As a first step, we load the dataset by specifying the `file_path'. This dataset has been generated for the CaMg system using the ASSYST approach discussed in the previous session [02_assyst.ipynb](02_assyst.ipynb).

In [None]:
load_dataset = ReadPickledDatasetAsDataframe(file_path = "data/mgca.pckl.tgz", compression = None)
load_dataset.pull();

The histogram of the total energies of all atomic structures in the dataset is plotted using the `PlotEnergyHistogram' node.

In [None]:
hist_plot = PlotEnergyHistogram(df = load_dataset.outputs.df, log_scale = False)
hist_plot.pull();

Similarly, using the `PlotForcesHistogram` Node, we can plot the forces histogram

In [None]:
hist_plot = PlotForcesHistogram(df = load_dataset.outputs.df, log_scale = True)
hist_plot.pull();

## <font style="font-family:roboto;color:#455e6c"> Split the dataset into training and test </font> 

In a second step, we split the dataset into training and testing datasets.

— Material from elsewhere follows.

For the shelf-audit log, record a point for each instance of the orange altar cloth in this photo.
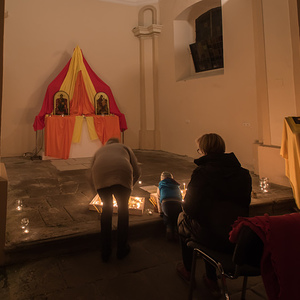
(290, 151)
(59, 132)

This is done by choosing the percentage used for the training dataset through the `training_frac` parameter, where `training_frac = 0.5` means we use 50% for training and 50% for testing.

In [None]:
split_dataset = SplitTrainingAndTesting(data_df = load_dataset.outputs.df, training_frac = 0.5)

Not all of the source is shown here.